El ministro, asimismo, anunció que serán eliminados todos los cambios hechos por los nazis en la fachada del inmueble y dejó claro que no habrá ninguna sala ni monumento conmemorativo. «Austria ha tardado mucho tiempo en este camino de confrontación con la propia Historia pero ahora estamos en el camino correcto», subrayó.

Actualmente hay poco que indique que el edificio fue el hogar del niño que se convertiría en líder del Tercer Reich, desencadenaría la Segunda Guerra Mundial y llevaría a cabo el Holocausto. Una piedra procedente de una cantera del campo de concentración de Mauthausen, que recuerda a las víctimas del nazismo y que tiene grabada la inscripción «Fascismo nunca más» sin mencionar a Hitler por su nombre, será trasladada ahora a un museo en Viena.

«El objetivo no es crear un espacio conmemorativo que se relacione con este nacimiento», dijo Hermann Feiner, jefe de departamento del Ministerio del Interior, a la vez que indicó que la arquitectura de la casa con dos frontones debe ser muy sencilla y discreta. Los costes de las obras de renovación y conversión, que finalizarán en 2023, se han estimado en cinco millones de euros y mantiene la estructura original del lugar, pero con «una apariencia muy reducida, neutralizada», en palabras de Feiner. «La neutralización de todo este sitio fue en última instancia el corazón de este resultado», añadió. De hecho, las fotografías del proyecto ganador muestran una nueva fachada con un sótano casi inalterado y un nuevo techo.
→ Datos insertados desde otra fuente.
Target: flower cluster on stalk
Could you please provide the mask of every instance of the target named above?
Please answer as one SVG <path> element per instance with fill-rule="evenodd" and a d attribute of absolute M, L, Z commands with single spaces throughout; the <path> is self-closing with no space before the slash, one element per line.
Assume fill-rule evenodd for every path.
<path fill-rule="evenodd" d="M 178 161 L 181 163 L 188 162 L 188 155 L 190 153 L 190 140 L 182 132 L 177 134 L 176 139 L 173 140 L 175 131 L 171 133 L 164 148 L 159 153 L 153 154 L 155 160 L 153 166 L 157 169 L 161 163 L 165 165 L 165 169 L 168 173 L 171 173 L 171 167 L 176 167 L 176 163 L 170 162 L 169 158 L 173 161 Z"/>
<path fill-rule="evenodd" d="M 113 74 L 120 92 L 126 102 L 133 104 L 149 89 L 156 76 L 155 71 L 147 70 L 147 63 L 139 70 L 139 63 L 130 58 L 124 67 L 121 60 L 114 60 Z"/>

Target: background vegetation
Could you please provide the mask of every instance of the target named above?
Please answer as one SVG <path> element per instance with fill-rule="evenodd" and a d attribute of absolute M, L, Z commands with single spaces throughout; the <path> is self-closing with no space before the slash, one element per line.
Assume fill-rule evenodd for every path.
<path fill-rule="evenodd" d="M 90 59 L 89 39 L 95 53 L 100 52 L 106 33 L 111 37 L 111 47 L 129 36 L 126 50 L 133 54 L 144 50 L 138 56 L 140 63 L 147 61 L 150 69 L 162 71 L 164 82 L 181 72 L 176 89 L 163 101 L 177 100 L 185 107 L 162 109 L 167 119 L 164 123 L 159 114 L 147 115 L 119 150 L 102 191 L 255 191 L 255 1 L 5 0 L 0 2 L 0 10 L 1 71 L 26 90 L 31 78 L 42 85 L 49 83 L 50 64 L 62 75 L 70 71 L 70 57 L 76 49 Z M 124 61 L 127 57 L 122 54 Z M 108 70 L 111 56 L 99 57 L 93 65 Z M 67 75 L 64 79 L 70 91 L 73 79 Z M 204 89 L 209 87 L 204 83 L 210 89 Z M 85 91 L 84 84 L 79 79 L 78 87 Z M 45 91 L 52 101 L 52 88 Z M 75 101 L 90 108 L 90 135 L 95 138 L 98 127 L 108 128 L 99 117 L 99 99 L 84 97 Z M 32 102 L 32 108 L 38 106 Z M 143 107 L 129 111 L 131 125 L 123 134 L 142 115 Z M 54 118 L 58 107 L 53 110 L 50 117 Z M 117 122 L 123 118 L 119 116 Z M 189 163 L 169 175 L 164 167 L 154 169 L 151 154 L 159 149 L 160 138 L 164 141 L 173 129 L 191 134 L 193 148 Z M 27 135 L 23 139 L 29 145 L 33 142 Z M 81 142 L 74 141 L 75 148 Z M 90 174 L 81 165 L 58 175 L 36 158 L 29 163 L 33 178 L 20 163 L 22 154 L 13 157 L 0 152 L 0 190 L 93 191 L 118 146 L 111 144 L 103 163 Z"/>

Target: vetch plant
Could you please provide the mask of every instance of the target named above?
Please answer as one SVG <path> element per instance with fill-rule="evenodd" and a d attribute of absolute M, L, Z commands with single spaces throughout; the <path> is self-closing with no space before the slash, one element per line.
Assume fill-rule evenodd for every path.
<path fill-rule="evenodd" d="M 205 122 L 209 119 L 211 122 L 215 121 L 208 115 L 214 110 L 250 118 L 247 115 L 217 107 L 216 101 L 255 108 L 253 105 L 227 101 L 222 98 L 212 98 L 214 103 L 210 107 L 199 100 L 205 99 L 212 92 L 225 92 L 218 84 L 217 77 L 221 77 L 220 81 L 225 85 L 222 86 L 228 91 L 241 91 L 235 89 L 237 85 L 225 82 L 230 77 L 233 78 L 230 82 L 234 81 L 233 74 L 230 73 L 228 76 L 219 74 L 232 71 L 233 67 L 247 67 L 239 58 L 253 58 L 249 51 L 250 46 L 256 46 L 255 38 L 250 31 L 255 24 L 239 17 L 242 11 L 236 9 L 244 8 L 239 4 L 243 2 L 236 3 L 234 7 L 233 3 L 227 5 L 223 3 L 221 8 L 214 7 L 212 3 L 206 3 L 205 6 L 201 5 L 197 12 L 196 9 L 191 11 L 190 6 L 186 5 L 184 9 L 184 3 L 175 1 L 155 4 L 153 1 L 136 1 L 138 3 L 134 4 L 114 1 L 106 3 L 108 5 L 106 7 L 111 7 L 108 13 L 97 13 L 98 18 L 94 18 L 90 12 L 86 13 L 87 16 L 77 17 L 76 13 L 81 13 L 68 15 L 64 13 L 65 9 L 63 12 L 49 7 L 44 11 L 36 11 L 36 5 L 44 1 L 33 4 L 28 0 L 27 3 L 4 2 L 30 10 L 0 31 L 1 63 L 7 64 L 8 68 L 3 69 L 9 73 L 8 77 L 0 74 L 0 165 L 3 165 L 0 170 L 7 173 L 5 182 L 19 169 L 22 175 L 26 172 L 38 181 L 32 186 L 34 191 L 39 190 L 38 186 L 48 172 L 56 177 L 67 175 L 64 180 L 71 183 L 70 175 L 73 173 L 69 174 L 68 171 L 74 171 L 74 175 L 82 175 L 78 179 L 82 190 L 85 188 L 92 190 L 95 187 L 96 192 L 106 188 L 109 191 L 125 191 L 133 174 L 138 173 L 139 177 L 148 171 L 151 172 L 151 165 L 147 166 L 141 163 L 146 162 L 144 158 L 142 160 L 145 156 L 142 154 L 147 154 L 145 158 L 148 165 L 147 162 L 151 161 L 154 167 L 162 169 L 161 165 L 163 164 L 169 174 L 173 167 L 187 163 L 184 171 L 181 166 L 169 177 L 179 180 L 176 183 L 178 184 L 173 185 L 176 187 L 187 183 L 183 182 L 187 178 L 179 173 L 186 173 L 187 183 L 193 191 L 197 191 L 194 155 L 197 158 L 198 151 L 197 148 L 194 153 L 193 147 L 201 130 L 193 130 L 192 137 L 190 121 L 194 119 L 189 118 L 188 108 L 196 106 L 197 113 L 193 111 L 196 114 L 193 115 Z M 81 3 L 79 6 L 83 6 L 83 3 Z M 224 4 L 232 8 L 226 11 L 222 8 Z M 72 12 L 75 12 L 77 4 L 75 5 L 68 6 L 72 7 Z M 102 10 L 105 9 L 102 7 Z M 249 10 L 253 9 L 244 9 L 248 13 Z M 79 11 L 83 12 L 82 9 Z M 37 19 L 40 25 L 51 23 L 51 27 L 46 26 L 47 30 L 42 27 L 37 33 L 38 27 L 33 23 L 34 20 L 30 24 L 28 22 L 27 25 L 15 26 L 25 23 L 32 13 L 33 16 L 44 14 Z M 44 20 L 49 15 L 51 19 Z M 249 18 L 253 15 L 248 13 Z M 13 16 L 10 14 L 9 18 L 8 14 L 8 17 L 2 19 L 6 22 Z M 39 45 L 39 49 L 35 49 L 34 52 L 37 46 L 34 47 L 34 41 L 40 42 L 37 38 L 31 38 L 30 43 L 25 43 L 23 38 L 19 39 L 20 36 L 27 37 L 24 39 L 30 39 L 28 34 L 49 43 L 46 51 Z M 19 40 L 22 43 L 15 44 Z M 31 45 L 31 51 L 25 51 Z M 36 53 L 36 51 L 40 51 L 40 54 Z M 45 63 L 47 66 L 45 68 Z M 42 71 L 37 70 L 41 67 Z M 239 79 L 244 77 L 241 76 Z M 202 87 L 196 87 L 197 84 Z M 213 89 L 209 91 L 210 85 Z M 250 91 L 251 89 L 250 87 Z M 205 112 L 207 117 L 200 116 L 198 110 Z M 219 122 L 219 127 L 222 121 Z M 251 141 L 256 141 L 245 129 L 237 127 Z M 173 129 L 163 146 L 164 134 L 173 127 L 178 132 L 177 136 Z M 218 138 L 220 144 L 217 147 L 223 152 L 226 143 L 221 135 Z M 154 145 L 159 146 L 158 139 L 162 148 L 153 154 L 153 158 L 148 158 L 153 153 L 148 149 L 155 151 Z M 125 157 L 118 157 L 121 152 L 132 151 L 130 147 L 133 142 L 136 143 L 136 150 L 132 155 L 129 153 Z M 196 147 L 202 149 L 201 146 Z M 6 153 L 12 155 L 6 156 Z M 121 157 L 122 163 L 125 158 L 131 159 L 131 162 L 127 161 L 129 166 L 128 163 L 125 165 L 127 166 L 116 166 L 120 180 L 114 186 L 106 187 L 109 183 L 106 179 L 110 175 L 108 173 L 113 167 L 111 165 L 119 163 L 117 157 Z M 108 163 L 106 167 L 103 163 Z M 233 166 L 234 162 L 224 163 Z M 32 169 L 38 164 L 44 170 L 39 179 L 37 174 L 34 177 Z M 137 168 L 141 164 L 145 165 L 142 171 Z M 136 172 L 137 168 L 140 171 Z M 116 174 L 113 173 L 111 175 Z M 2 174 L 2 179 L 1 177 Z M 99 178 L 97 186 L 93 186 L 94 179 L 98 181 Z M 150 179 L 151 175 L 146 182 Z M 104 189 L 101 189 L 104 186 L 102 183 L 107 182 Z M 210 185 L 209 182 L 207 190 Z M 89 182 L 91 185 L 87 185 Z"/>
Aunque Hitler nació en esta casa durante la tarde del 20 de abril de 1889, su familia se mudó a otra dirección dentro de la misma ciudad, que finalmente abandonó tres años más tarde. Algo que sin embargo no ha dejado exenta de simbolismo a esta vivienda que ha estado desde entonces cargada de historia. En 1938, tras la anexión de Austria por la Alemania nazi, el edificio fue comprado por Martin Bormann, un estrecho colaborador de Hitler, y los nazis convirtieron el lugar en un «centro cultural». La fachada del edificio fue adornada con esvásticas cuando alcanzó el poder y la calle fue rebautizada como Adolf Hitler Straße. Después de la guerra, el edificio fue comprado de nuevo por la familia de los propietarios originales, que permitieron la instalación de una biblioteca.

Un uso no deseado

De ahí, paso a ser escuela, un banco, un instituto técnico y hasta 2001 un hogar para jóvenes discapacitados. Desde entonces, la casa estaba vacía y el Estado austriaco y el municipio de Braunau pagaban a la dueña 4.700 euros mensuales de alquiler para evitar un uso no deseado del lugar. Desde su expropiación por el Estado austriaco en 2016, empezó una disputa judicial con la anterior propietaria, que llegó incluso hasta el Tribunal Supremo. La corte rechazó la compensación millonaria exigida por la mujer y fijó una indemnización de unos 800.000 euros, con lo que el Ministerio del Interior austriaco pasó a ser definitivamente dueño del edificio.

Con el tema de la propiedad resuelto y con la decisión tomada que instalar allí una comisaría, el Gobierno trata ahora de poner punto final a esta disputa. A diferencia de Alemania, Austria había negado durante mucho tiempo toda responsabilidad por el nazismo, presentándose como la primera víctima debido a la anexión de Hitler a su patria en 1938, aunque muchos austriacos de la época apoyaban con entusiasmo este cambio.